Professional Priorities

 There is nothing like an emergency to help you establish your priorities.
Whether the trigger is physical, emotional, financial, is often an irrelevance. They all stimulate exactly the same chemical in our brains, adrenaline.
This is the fight or flight drug. You’ll have heard of it. One of the effects it can have in our professional worlds is to aid decision making. Anything extraneous is swiftly cast aside in the brain and choices are made in the head and now, that we might have vacillated over for years in other circumstances.
Given an imminent job loss and it’s incredible how quickly the brain jettisons all the mundane tasks, harnesses its powers, and rifles through the filing systems entitled ‘responsibilities’ and the other one entitle ‘possibilities’ to locate a way through this labyrinth.
There are two downsides to waiting for such a trigger to make career choices. Firstly that it is exhausting. There is only so long that any of us can live in the fight or flight zone before we burn out. If the solution to your career difficulty arrives swiftly, all to the good.

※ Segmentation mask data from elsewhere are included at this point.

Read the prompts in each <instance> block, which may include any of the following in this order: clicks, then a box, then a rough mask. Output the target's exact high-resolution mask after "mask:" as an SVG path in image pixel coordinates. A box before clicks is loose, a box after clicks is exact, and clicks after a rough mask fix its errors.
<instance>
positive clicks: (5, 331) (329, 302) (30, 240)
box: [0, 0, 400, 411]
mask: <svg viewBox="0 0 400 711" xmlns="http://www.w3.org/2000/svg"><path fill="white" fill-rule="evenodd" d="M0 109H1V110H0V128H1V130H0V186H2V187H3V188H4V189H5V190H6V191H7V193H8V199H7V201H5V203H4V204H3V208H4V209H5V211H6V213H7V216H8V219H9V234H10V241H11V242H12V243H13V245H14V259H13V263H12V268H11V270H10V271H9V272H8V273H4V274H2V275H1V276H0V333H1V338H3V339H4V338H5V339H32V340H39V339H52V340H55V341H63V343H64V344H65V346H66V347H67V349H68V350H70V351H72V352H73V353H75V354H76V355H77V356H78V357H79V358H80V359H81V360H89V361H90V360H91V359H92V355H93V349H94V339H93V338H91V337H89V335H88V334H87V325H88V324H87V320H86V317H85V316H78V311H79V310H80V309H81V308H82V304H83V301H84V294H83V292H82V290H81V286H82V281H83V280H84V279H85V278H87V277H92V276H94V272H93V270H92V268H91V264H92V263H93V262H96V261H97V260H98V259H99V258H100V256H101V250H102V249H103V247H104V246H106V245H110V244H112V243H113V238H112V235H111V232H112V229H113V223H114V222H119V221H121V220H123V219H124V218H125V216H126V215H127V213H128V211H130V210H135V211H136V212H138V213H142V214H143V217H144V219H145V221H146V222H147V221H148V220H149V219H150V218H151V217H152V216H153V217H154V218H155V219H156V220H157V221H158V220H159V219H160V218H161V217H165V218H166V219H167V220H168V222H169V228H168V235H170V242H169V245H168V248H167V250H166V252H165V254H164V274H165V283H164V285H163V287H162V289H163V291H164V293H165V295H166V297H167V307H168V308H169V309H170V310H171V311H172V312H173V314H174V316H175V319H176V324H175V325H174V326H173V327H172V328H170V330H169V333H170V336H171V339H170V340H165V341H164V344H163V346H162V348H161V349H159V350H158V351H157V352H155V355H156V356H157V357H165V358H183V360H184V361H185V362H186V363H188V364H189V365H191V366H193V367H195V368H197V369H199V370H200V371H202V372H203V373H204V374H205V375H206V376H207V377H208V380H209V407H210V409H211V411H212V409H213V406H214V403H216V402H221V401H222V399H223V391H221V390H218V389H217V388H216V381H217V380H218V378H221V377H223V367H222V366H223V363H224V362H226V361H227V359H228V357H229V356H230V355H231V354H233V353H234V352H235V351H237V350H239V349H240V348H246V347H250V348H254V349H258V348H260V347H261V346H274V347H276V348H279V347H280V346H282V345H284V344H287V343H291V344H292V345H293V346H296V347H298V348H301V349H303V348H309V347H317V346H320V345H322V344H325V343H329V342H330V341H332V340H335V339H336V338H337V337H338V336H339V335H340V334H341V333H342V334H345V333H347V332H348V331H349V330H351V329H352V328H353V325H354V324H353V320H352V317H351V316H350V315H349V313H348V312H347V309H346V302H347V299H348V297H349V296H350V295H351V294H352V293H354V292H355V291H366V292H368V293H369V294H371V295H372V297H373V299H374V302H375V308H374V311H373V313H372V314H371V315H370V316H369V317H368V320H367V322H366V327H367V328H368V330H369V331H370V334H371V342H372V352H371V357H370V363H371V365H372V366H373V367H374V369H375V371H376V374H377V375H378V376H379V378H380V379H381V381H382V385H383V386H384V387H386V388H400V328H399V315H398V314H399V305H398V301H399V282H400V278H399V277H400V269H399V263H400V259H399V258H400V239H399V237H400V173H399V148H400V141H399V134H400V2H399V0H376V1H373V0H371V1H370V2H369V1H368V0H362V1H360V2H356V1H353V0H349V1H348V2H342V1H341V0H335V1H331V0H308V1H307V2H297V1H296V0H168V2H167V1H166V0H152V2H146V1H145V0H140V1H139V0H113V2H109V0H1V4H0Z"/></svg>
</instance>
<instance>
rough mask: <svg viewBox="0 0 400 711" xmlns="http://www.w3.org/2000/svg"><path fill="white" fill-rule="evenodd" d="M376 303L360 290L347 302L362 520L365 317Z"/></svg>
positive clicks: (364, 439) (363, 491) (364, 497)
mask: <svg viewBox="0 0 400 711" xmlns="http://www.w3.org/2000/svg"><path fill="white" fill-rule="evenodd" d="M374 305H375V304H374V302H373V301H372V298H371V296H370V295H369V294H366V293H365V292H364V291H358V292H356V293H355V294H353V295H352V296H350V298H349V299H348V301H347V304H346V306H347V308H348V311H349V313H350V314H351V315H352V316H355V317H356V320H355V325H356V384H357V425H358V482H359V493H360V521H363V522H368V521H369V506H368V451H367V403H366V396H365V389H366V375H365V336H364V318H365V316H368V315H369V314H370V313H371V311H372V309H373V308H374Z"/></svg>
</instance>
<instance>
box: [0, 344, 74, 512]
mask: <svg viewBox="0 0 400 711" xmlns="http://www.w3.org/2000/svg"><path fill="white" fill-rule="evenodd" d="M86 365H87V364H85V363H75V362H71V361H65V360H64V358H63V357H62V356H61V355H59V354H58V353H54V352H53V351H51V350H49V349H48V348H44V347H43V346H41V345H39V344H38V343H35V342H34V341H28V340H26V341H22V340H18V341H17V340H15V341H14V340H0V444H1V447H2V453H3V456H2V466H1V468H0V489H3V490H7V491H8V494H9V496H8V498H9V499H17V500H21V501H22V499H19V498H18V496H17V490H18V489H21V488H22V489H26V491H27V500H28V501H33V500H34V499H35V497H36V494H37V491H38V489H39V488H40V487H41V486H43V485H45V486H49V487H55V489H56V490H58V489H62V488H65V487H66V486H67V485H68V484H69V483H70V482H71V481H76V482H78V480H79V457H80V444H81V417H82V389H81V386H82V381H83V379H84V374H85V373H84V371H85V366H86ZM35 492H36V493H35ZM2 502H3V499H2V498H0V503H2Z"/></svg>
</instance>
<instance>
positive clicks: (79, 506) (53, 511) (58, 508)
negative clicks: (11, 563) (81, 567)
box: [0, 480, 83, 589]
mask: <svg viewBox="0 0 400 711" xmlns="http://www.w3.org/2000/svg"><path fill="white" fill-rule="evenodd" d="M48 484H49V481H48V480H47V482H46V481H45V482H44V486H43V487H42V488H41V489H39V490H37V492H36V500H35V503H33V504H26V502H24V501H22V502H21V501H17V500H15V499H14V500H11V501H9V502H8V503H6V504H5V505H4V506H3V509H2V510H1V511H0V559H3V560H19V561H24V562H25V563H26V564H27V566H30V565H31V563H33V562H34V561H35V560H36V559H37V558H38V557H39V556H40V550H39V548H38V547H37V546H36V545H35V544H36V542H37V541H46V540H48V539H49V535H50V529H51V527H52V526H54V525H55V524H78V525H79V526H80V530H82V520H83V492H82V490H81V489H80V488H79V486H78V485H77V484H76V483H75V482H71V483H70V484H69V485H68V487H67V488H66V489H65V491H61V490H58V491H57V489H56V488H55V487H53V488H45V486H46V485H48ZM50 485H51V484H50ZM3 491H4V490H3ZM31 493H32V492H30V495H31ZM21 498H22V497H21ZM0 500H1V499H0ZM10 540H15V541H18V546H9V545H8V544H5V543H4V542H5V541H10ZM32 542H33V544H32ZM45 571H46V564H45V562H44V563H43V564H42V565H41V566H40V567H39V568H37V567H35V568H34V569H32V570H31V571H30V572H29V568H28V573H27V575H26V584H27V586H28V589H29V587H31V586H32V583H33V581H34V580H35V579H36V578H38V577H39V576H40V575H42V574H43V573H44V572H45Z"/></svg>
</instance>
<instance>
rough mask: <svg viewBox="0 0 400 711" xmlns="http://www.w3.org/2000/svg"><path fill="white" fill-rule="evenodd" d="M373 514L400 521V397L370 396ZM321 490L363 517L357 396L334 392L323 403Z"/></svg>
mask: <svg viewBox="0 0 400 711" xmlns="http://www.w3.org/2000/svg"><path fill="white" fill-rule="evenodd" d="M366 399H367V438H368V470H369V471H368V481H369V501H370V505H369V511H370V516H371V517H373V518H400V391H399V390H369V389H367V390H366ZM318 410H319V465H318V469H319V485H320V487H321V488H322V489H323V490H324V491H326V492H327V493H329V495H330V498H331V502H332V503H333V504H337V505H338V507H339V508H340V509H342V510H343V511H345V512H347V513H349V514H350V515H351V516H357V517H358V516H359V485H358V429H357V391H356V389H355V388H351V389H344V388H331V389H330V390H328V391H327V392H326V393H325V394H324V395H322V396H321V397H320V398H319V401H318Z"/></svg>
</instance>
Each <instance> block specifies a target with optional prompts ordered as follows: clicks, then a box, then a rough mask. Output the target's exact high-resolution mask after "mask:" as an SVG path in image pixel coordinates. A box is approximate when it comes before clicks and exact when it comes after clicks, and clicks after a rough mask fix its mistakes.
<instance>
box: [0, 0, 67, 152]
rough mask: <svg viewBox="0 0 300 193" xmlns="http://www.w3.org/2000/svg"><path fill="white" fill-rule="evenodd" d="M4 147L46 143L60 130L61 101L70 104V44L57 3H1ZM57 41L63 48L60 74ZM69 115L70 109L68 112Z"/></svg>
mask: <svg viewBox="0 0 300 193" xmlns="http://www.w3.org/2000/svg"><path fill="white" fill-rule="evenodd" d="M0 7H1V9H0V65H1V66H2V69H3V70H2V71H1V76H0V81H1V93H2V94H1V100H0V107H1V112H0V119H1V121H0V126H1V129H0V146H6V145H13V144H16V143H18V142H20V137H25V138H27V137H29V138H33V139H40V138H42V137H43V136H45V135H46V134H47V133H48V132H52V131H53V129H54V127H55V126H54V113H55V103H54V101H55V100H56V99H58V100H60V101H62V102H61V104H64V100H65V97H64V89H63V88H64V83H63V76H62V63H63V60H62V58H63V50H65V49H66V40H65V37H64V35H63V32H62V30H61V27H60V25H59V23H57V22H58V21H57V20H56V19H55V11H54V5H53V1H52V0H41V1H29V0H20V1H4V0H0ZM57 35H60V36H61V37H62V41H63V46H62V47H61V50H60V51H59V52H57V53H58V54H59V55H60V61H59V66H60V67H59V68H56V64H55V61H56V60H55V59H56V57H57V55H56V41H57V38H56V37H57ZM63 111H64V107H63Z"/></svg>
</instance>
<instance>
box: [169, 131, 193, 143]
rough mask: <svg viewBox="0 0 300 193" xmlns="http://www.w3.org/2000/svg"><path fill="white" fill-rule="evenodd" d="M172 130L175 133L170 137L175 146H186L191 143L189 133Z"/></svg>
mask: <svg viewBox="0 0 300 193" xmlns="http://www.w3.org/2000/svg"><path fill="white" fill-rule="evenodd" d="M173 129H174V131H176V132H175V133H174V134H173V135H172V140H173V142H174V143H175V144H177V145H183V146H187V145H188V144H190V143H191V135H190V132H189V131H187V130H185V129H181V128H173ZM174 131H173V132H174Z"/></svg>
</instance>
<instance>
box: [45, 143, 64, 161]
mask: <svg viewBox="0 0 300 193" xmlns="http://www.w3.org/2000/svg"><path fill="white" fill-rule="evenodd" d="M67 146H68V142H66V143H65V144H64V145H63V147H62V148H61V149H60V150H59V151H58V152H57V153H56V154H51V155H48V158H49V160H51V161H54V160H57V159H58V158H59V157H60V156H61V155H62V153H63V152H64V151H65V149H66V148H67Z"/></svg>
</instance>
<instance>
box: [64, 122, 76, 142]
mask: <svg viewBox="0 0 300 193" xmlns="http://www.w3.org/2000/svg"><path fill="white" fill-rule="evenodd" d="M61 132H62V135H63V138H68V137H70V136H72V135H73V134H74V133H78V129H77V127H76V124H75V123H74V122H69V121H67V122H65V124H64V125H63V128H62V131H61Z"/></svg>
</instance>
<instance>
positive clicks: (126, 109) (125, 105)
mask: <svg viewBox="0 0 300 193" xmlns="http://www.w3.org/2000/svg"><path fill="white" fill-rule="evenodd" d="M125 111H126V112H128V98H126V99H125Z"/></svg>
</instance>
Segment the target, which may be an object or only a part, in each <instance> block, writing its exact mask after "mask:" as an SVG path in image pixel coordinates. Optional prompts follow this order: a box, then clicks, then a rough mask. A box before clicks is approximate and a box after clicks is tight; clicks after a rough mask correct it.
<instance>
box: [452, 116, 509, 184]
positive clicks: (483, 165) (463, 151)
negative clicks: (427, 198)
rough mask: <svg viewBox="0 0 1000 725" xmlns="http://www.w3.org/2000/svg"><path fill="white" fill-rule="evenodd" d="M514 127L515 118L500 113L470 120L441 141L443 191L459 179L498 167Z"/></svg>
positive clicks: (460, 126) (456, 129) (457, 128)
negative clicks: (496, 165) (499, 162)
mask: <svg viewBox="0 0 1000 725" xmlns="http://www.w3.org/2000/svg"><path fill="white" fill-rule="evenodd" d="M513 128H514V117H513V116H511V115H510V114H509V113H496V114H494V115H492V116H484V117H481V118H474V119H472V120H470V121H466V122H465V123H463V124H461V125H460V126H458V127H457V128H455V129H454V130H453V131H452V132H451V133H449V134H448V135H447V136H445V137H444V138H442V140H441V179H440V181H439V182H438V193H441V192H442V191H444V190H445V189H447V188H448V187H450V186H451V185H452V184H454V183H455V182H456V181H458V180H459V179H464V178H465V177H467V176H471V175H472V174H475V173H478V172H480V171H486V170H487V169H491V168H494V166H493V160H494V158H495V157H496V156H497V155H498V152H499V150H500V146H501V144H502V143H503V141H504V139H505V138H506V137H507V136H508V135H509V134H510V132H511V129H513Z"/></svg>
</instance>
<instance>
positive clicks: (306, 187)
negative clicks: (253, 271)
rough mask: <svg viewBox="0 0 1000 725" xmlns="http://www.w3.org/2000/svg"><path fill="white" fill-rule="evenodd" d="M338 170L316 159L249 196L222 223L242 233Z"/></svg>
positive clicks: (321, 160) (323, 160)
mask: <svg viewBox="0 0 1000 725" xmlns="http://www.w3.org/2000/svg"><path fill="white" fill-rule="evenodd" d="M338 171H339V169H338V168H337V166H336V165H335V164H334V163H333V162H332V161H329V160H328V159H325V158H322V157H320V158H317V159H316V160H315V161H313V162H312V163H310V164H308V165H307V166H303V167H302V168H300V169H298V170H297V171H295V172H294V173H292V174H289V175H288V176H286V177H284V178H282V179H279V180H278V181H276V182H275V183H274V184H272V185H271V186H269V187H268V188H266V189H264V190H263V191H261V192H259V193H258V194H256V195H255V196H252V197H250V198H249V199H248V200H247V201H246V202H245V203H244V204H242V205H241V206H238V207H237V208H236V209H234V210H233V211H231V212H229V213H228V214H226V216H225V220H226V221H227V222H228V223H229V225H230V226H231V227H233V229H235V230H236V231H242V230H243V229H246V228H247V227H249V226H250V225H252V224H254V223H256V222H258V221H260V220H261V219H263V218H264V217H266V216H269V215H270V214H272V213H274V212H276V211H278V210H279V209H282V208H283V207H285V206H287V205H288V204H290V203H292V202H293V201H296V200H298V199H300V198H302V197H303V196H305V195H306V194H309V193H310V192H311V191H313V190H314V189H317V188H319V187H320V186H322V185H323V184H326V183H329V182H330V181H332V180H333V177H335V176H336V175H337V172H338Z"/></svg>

If however there are a series of disappointments then eventually you can become too chronically fatigued to remain potent.
The second danger is that under the influence if adrenaline, the ‘wrong’ decision can be made. This is because the decision may have been taken out of fear and not out of love. This fear-based decision-making may well be the best thing that has ever happened in that it forces a career decision that has been waiting to be faced for a long time. It could also be an unsustainable choice that is grabbed at out of need.
So to make a ‘career choice’ rather than a career leap from a sinking ship, has a much better chance of success. To choose change, from a stable platform, because you want the change, not because you NEED the change, has more latent success … Might it be time for you?